In the following cartoon, this the dialogue beween man & woman:-
-kadın dediğin mutfakta aşçı, sokakta hanımefendi, yatakta fahişe, holde astronot, balkonda nalbur, kopenhag'da kraker - tamam karikatür abartma sanatı ama bu ne ya yarram.
See:-http://www.oguztopoglu.com/2012/12/kadn-dedigin-mutfakta-asc... 
Why does the man talk about an astronaut in the hallway? Before the last three terms, the expectations make sense.
is he throwing out random phrases to underline that he is an idiot? 'A cracker in Copenhagen?! I don't understand any of the last three, unless that is the point.


----------



## Rallino

He's describing how a woman should be and says:_ 
A woman should be a cook when in the kitchen, a lady when on the street, a prostitute when in the bed_… 

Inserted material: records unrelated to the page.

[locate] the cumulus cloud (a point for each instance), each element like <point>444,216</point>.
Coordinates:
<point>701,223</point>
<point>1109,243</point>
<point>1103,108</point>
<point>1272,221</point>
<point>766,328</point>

and then keeps on with non-sensical phrases: _… an astronaut when in the hallway, an ironmonger when on the balcony, a cracker when in Copehnagen…
_Then the other person(?), the link you gave won't open for me so I can't tell for sure, stops him:_ "All right, we get it, caricature is an art of exaggeration but seriously what the piss…!?"_ referring to the absurdness of this entire logic of giving roles to women.


----------



## rupertbrooke

Thanks very much, Rallino. I'm sorry you didn't find the link. Try again with this:-
http://www.oguztopoglu.com/2012/12/kadn-dedigin-mutfakta-asc-sokakta.html


----------



## rupertbrooke

By the way, what does dedeğin mean literally? 'The woman you are describing?'


----------



## Rallino

_Kadın dediğin_ is the reduced form of _Kadın dediğin kişi_.

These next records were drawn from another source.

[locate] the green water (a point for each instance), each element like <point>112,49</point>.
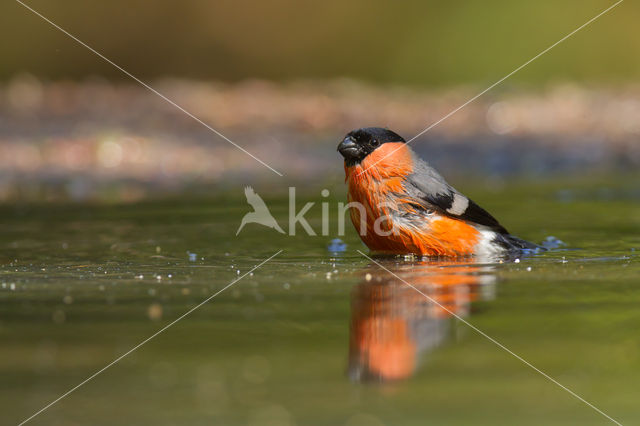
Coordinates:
<point>311,337</point>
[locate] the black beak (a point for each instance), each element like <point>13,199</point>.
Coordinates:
<point>349,148</point>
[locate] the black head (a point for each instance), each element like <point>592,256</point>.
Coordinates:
<point>357,144</point>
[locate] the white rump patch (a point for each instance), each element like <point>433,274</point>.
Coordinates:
<point>459,205</point>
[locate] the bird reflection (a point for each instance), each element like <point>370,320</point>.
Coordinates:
<point>393,324</point>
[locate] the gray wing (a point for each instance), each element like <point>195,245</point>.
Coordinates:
<point>428,186</point>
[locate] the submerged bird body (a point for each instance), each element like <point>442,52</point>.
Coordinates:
<point>400,205</point>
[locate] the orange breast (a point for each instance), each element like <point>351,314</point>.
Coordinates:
<point>376,186</point>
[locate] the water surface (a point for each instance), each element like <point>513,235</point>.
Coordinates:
<point>314,337</point>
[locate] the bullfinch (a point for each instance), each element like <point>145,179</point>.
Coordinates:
<point>401,205</point>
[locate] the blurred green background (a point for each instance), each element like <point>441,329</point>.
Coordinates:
<point>422,43</point>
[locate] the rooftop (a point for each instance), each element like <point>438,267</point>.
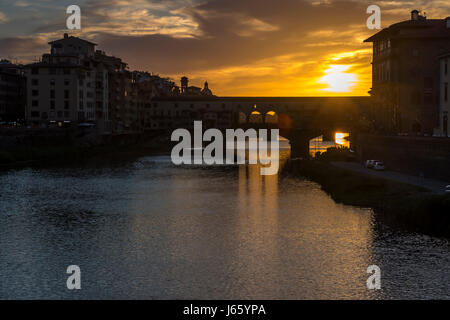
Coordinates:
<point>417,27</point>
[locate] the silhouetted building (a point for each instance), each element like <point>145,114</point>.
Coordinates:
<point>187,90</point>
<point>406,74</point>
<point>68,86</point>
<point>444,99</point>
<point>12,93</point>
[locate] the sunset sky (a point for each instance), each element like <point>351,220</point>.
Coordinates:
<point>242,47</point>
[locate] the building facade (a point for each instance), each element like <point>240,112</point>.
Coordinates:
<point>68,86</point>
<point>444,106</point>
<point>406,74</point>
<point>12,94</point>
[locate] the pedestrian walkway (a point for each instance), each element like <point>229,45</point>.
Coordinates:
<point>431,184</point>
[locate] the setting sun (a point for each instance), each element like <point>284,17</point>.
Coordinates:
<point>337,79</point>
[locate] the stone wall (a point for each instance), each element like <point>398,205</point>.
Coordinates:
<point>412,155</point>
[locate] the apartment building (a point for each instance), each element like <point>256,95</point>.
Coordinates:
<point>444,107</point>
<point>12,93</point>
<point>67,86</point>
<point>406,74</point>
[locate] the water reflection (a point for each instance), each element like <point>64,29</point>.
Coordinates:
<point>149,230</point>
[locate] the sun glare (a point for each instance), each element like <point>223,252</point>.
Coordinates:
<point>337,79</point>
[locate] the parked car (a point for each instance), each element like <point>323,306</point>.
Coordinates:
<point>379,166</point>
<point>371,163</point>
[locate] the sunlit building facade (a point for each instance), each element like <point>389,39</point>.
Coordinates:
<point>406,74</point>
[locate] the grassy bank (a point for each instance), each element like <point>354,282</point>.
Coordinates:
<point>400,204</point>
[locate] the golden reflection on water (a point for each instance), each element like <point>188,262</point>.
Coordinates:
<point>246,235</point>
<point>318,144</point>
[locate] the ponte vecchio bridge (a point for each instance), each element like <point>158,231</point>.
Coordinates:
<point>299,118</point>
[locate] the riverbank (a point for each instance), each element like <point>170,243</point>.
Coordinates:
<point>399,204</point>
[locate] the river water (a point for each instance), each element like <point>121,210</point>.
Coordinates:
<point>145,229</point>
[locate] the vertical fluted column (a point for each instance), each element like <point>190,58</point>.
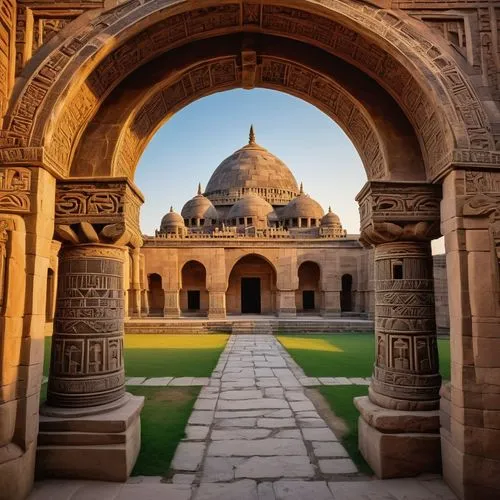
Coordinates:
<point>87,346</point>
<point>406,373</point>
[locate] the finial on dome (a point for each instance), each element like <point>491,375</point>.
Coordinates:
<point>251,136</point>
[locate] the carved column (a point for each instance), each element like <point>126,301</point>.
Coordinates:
<point>87,345</point>
<point>399,422</point>
<point>470,405</point>
<point>95,221</point>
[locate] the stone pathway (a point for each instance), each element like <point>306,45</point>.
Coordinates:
<point>255,435</point>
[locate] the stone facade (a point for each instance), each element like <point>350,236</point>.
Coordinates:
<point>415,85</point>
<point>254,222</point>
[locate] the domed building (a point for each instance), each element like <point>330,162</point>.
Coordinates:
<point>253,242</point>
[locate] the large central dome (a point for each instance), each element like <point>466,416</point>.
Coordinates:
<point>252,169</point>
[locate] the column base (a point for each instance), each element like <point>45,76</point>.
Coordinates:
<point>398,443</point>
<point>102,446</point>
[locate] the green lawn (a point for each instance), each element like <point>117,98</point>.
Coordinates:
<point>163,419</point>
<point>175,355</point>
<point>345,355</point>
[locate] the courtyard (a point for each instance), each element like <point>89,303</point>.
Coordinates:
<point>254,416</point>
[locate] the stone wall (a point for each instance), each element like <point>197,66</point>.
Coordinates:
<point>441,294</point>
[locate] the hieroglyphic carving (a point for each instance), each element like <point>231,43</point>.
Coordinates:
<point>3,260</point>
<point>337,38</point>
<point>395,211</point>
<point>406,374</point>
<point>15,187</point>
<point>87,347</point>
<point>7,16</point>
<point>98,211</point>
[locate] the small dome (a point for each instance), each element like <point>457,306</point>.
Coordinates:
<point>199,207</point>
<point>303,206</point>
<point>171,220</point>
<point>330,219</point>
<point>251,205</point>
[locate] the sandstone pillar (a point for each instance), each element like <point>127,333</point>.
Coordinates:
<point>399,422</point>
<point>216,304</point>
<point>172,308</point>
<point>90,427</point>
<point>135,291</point>
<point>26,232</point>
<point>470,434</point>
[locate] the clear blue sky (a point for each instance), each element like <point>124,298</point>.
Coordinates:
<point>190,146</point>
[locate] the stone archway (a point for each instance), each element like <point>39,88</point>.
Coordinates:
<point>193,293</point>
<point>73,91</point>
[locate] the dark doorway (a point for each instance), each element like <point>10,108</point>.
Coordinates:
<point>308,300</point>
<point>194,300</point>
<point>346,293</point>
<point>250,295</point>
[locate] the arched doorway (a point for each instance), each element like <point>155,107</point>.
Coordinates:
<point>156,295</point>
<point>80,110</point>
<point>308,295</point>
<point>194,294</point>
<point>346,293</point>
<point>252,287</point>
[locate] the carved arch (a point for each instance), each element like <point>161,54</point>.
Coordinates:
<point>55,102</point>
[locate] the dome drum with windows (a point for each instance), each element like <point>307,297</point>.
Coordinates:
<point>252,188</point>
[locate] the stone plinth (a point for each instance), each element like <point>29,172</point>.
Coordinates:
<point>100,445</point>
<point>398,443</point>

Kadın dediğin kişi: _The person you call a woman / The people you call women
_Kadın dediğin: _What you call a woman

_Kadın dediğin, holde astronottur. - _What you call a woman should be an astronaut in the hallway_. In the sense that, if you can call that person a woman, then she should be capable of doing that.


----------



## rupertbrooke

A very helpful note! Thanks again, Rallino.


----------